Michael Goldfarb, H. Fort Flowers Professor of Mechanical Engineering, has been elected as a fellow of the National Academy of Inventors, the highest professional distinction accorded solely to academic inventors.
The NAI Fellows Selection Committee chose Goldfarb, also, a professor of electrical engineering and physical and medical rehabilitation, for demonstrating “a highly prolific spirit of innovation in creating or facilitating outstanding inventions that have made a tangible impact on the quality of life, economic development, and welfare of society.”
He is an acknowledged leader in the design and control of robotic devices and systems that improve mobility, functionality, quality of life, or quality of care for people with physical disabilities. This includes the development of robotic limbs for upper and lower extremity amputees and the development of lower limb exoskeletons for individuals with spinal cord injury and stroke.

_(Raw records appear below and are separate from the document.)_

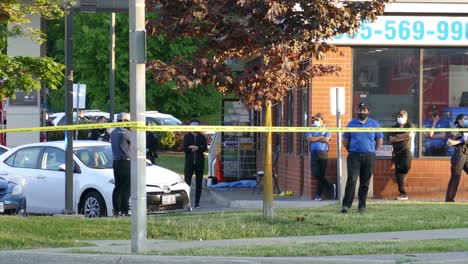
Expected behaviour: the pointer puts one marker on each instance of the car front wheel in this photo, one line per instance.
(93, 205)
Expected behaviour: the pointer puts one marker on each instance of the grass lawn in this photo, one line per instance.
(326, 249)
(40, 231)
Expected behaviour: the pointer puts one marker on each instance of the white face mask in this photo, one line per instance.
(401, 120)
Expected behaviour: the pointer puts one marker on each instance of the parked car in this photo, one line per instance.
(42, 166)
(3, 149)
(58, 119)
(12, 200)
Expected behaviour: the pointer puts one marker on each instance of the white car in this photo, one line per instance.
(40, 168)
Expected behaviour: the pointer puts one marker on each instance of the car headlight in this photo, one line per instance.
(17, 190)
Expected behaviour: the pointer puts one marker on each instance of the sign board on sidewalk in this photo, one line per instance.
(337, 94)
(79, 95)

One of the devices, the Indego exoskeleton, enables individuals with paraplegia from a spinal cord injury to stand and walk. The exoskeleton, now made by Parker Hannifin, earned an R&D 100 Award in 2018. Separate versions of the Indego are available for personal use and therapeutic use, and new models are in the works and likely to be commercially available in 2021. Among the new versions will be exoskeletons for people with stroke-related loss of leg functions; those require different controls and actuators.
A separate project, a “smart” prosthetic ankle that conforms to all kinds of terrain–hilly, rocky, steep, or smooth–is in the commercialization pipeline as well. The ankle’s sensors, actuator and tiny motor work together to allow lower-limb amputees more freedom and safety in navigating rough terrain.
One of the big challenges now, Goldfarb said, is moving from passive prostheses to ones with their own power and ensuring the user remains in control.
“The opportunity is the judicious use of power and intelligence in a limb, because up to now they have been all passive, without volition,” he said. “Intelligence and volition in a device can provide function, but you lose agency. “The challenge is how to provide function without reducing agency the user has.”
Goldfarb has published more than 200 papers on related topics and received multiple best-paper awards. Other honors include the Vanderbilt University Chancellor’s Award for Research in 2008, the National Institutes of Health National Institute of Biomedical Imaging and Bioengineering Edward Nagy Award in 2011, and the Institute of Electrical and Electronics Engineers Wyss Institute Translational Award in 2012. He was named by Popular Mechanics in 2013 as one of 10 Innovators Who Changed the World.
The NAI announced 175 Fellows in the Class of 2020 cohort Dec. 8. The NAI Fellow program has about 1,400 Fellows worldwide representing more than 250 prestigious universities and governmental and non-profit research institutes. Collectively, the Fellows hold more than 38,000 issued U.S. patents, which have generated over 13,000 licensed technologies, 2,300 companies and created more than 19.5 million jobs. In addition, over $2.2 trillion in revenue has been generated based on NAI Fellow discoveries.